Айтен Акшин - Вальс на разбитых бутылках
Он вздохнул, отложил в сторону программу конференции, на которую вот уже несколько минут смотрел невидящими глазами. Подошел к чемодану, рассеянно перебрал одежду. Лег на соседнюю кровать и начал изучать потолок. «Неплохо бы его побелить», – устало подумалось, глядя на темные разводы. Попытался взбодрить себя и повторил несколько раз вслух:
– Ты в Риме, Нариман! В Риме!
«Действительно, что это я, – пожурил он себя затем шепотом, – приехал в Рим, чтобы лежать в гостинице?» Он сел, удивившись тому, что разговаривает сам с собой. Затем встал, надел драповое черное пальто и вышел из номера.
Моросил дождь. В голове возникли прочитанные в самолете строчки из путеводителя: «Stazione Termini… this area is rife with pickpockets and gangs of thieving children» [4] . Подумав о том, что все же лучше, что Салима осталась с детьми, мысленно опять вернулся в институт. В голове молнией пронесся срывающийся от волнения голос секретарши, звонившей с кафедры к нему домой:
– Нариман муаллим! [5] Кто мог это сделать?! Зачем?!

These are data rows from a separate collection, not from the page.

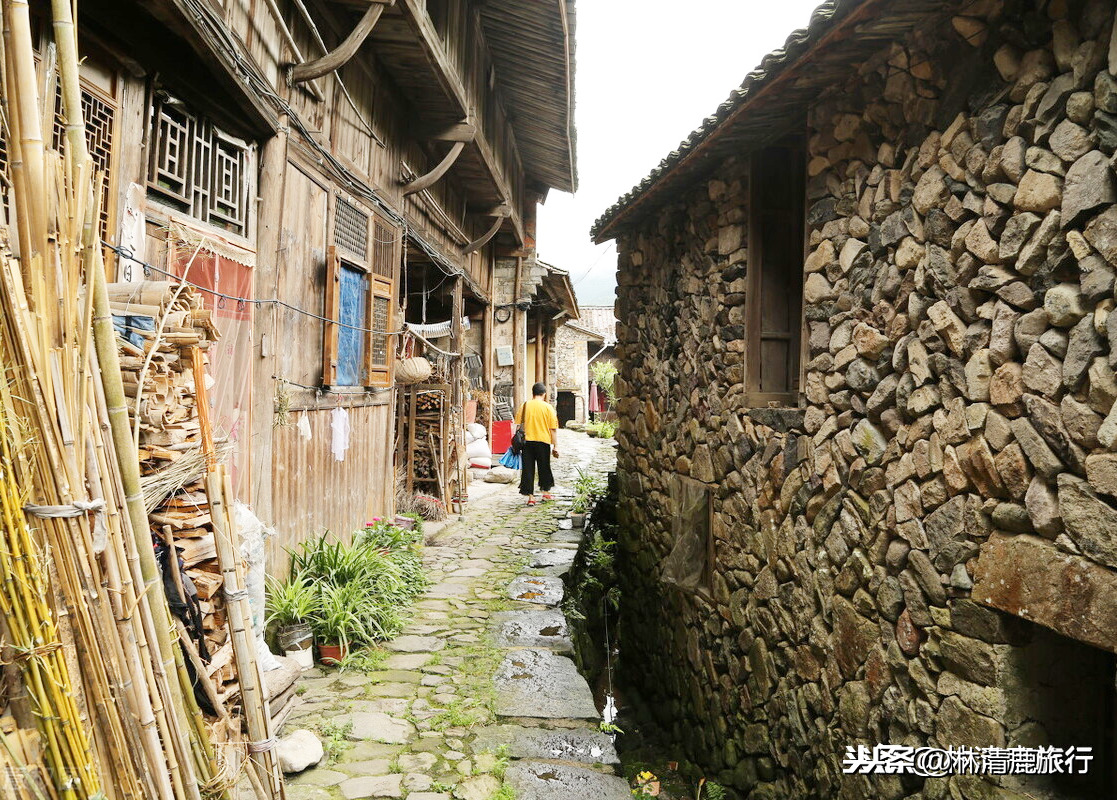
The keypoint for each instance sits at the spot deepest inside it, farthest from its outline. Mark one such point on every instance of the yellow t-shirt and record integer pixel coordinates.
(538, 419)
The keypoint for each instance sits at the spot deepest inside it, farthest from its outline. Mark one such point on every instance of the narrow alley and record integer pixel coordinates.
(477, 697)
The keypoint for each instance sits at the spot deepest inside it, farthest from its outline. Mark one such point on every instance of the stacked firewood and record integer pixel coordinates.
(163, 329)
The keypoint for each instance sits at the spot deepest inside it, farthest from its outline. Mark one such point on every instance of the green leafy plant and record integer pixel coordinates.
(360, 589)
(290, 601)
(335, 740)
(713, 790)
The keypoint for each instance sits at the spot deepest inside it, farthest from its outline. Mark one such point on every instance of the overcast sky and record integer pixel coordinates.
(648, 73)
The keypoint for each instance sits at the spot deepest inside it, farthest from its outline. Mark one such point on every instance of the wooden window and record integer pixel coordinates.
(99, 114)
(198, 169)
(775, 276)
(361, 294)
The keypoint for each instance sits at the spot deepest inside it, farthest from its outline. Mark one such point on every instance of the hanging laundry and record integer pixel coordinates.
(339, 422)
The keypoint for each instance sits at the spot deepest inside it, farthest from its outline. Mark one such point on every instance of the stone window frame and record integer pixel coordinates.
(755, 398)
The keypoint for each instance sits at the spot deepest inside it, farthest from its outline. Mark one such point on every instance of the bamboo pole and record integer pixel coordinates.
(260, 746)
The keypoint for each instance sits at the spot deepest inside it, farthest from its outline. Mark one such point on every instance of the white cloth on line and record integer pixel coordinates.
(339, 422)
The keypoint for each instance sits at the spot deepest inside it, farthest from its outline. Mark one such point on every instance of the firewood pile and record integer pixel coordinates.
(172, 458)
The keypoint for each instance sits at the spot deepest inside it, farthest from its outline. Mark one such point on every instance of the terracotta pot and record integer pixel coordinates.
(332, 654)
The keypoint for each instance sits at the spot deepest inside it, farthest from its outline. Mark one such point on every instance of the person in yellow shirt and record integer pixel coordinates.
(541, 432)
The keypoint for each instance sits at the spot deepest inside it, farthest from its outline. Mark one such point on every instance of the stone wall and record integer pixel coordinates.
(954, 447)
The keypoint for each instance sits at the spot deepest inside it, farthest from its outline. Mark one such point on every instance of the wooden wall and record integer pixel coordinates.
(312, 493)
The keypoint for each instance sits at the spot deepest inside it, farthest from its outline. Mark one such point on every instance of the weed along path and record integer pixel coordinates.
(477, 698)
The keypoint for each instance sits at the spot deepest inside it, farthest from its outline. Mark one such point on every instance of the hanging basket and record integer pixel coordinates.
(412, 370)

От имени администрации института кто-то позвонил в кассу аэропорта и снял бронь на билеты в Рим. В институте об этом узнали лишь через неделю, когда собрались выкупать билеты.

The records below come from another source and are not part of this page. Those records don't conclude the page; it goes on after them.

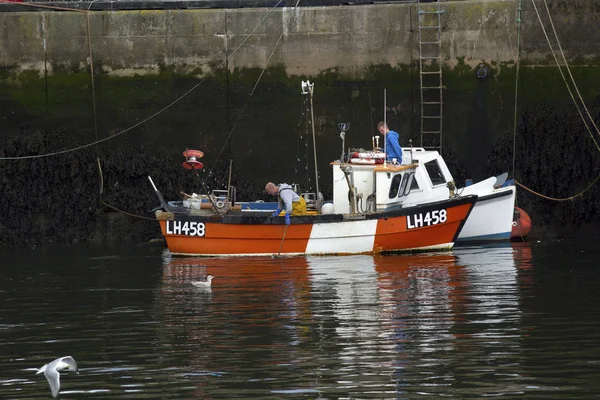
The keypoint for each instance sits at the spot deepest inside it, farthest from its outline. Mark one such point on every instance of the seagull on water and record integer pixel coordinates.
(205, 283)
(52, 372)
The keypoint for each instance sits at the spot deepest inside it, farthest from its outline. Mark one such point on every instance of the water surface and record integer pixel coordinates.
(518, 321)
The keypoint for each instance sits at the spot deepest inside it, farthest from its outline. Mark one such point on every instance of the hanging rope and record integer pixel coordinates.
(245, 104)
(585, 122)
(177, 100)
(517, 84)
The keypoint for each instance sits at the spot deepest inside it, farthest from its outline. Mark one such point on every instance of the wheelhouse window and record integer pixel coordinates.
(406, 188)
(414, 185)
(405, 180)
(395, 185)
(435, 173)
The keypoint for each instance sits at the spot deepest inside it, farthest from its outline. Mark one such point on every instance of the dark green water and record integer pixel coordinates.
(517, 321)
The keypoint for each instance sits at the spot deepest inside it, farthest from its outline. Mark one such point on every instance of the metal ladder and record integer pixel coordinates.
(430, 74)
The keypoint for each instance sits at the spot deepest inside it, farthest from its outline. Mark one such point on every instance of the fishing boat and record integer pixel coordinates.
(368, 215)
(385, 226)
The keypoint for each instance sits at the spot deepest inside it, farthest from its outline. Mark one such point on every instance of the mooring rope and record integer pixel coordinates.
(125, 212)
(517, 84)
(572, 98)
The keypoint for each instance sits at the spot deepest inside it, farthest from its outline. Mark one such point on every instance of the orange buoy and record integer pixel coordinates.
(191, 159)
(521, 224)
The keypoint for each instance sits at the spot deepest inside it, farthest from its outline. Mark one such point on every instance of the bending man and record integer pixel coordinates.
(293, 203)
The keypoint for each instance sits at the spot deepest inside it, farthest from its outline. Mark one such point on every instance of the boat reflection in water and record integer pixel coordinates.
(351, 324)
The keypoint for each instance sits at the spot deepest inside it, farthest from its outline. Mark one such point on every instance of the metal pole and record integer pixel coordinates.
(312, 117)
(385, 127)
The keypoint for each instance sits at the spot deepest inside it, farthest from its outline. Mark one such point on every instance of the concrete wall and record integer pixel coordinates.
(313, 39)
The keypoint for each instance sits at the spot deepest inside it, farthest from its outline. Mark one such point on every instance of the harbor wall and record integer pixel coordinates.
(227, 81)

– Что делать? – почти плакала в телефонную трубку секретарь.
– А ничего, – ответил Нариман, – нет билетов – нет проблем. Значит, не еду.
В трубке заскрежетало и неожиданно Нариман услышал елейный голос Идрисова:
– Нариман муаллим, доброе утро. Вот мимо вашей кафедры проходил…
– …
– Как же так получилось, а?
– Видимо, кто-то перепутал…
– Вы думаете? А, по-моему, кто-то специально… Ведь вам высокая честь выпала представлять, так сказать, весь наш институт…
– …
– Вот ведь какая досада! Вот ведь какие негодяи на свете есть! Сейчас-то уже без разницы, но скажу вам честно, ведь это я вашу кандидатуру предложил. Вы меня слышите, Нариман муаллим?
– Слышу.
– Так вот, – вдохновенно продолжил Идрисов, – я говорю, Рауф Фуадович очень расстроится. Да еще коллеги подумают, что вы специально поездку сорвали…

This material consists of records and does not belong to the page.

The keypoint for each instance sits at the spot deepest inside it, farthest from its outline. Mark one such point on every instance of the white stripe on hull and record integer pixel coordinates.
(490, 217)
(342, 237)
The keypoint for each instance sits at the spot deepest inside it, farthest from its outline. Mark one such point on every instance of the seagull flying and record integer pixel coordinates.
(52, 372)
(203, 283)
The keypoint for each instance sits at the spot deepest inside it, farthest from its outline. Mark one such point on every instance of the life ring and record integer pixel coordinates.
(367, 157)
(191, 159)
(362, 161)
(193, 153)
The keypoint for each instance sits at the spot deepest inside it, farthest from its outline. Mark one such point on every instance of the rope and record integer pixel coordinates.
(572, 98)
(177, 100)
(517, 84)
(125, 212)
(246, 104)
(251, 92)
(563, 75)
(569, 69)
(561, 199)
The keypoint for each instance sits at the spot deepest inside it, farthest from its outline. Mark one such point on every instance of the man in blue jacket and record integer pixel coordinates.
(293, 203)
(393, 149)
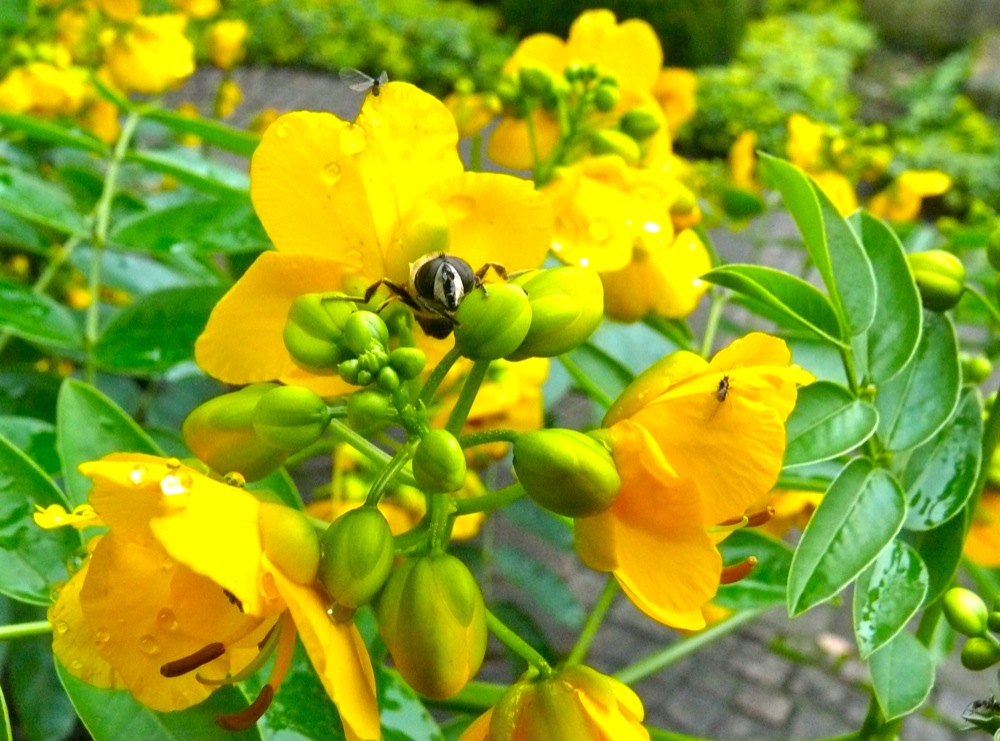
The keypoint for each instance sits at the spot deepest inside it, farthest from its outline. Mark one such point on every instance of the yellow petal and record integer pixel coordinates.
(339, 656)
(243, 340)
(630, 51)
(495, 218)
(663, 557)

Идрисов сделал паузу. В трубке опять заскрежетало. Нариман молчал.
– …из-за выборов, – закончил предложение Идрисов и продолжил доверительным тоном. – Вы же знаете, Нариман муаллим, языки тут длинные и без костей, всем всего не объяснишь и надо ли? Ай-ай-ай, какая халатность! Так подвести своего заведующего! Ай-ай-ай…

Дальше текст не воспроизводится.